Happy New Year, everyone! This space is going to be a resolution-free zone. I'm not making any resolutions. They never stick; when I get sick and have to stop exercising for a couple weeks, or if I don't finish that manuscript I said that I would within the year, I'm inevitably frustrated with myself, and that frustration serves nothing. So, no resolutions. And to that end, these aren't necessarily goals for 2020, but for my writing in general.
It's been an unexpected and exciting journey since first publishing in 2012. The important thing, for me, is to never stop learning; never stop being curious, never stop growing and tweaking and perfecting my craft. In 2020 and beyond, the goals are:
- Journal: I'm so bad about writing budding ideas down. I let them live in my head, stewing on them until I've figured out how to tackle them on paper, so to speak. No outlines, and very little pre-writing, usually. But I worry that I lose great tidbits along the way. How many little seeds, I wonder, slip through the mental cracks? WRITE IT ALL DOWN EARLY is a motto I want to commit to going forward! I received this gorgeous leather-bound journal for Christmas that I'm dedicating to Sons of Rome journaling - how could I not? Romulus and Remus and their wolf mama are on the cover! I want this to be the year that I stop collecting pretty notebooks and journals and start filling them up with words.
- Standalone: I'd really like to work on writing more standalone stories in between the installments of my series. I started three new WIPs this year, and all of them ended up on hold - but all of them are stories I'd really like to finish. One stands out especially; I'd love to complete that in 2020.

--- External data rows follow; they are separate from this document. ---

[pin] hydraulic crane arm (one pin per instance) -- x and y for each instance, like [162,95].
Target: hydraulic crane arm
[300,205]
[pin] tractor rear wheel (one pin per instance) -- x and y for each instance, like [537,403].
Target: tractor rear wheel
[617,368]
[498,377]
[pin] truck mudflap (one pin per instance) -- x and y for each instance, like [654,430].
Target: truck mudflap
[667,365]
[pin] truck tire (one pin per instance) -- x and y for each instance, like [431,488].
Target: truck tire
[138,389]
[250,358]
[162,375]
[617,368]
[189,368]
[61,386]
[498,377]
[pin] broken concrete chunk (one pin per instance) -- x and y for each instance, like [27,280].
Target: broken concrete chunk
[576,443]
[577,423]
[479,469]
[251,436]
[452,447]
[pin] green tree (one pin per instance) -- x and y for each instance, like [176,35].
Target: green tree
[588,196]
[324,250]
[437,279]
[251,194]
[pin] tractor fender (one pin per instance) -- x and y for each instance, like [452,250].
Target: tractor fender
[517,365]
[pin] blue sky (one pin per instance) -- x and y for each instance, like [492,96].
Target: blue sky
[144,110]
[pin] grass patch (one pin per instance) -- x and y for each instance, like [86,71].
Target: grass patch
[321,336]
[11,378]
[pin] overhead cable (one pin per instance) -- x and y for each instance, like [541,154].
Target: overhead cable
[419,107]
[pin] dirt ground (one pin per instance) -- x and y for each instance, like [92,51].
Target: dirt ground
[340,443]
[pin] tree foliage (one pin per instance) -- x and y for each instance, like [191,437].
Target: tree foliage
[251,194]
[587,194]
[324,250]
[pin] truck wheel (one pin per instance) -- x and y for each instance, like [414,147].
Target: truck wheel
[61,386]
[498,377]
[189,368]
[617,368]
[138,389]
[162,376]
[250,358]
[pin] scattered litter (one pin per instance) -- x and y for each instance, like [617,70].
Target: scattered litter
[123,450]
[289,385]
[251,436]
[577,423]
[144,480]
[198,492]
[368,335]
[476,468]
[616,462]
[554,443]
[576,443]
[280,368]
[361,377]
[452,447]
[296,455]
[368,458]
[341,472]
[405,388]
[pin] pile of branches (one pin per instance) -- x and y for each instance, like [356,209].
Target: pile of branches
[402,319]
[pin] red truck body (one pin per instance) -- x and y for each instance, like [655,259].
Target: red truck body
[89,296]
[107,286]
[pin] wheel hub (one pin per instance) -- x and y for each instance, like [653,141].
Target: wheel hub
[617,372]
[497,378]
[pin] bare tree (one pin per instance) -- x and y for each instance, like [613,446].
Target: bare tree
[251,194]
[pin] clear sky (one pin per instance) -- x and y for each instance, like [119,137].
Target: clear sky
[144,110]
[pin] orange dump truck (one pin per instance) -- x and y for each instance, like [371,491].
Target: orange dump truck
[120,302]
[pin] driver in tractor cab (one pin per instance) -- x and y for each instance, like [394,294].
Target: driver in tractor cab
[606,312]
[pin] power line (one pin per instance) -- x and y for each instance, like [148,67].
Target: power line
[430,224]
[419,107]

- Lionheart: book five of my Sons of Rome series is my next big, involved project. It officially introduces King Richard I to our existing cast, and, based all that needs to happen plot- and character-wise, it's going to be another ambitious project on the scale of Dragon Slayer. I'm not going to dare make so much as a private release date goal for this; my Lionheart goal for this year is to hit all the right emotional notes with the novel; to move the characters to the right points in their emotional journeys. I'd love to have the book out by the end of the year, but we shall see...
- Write Bravely: this sounds vague. It is. Also arbitrary. But working on Sons of Rome the last two years has helped me realized that there's so much I want to write. There are themes I want to explore, and even re-explore. There are characters I've carried with me a long time who've never found their way to the page - but who would like to. Doing new things, writing across genres, feels like a business risk. Easier to carve out a niche and stay there. But I like to think that my niche is character-development, and characters can go anywhere; can do anything. I'd like to take some of the scary chances I haven't in the past. Just say "yes" to the stories that tickle my fancy, even if I can't see an immediate, ready readership for them. Those stories will eventually find their footing, and the wait will be worth it.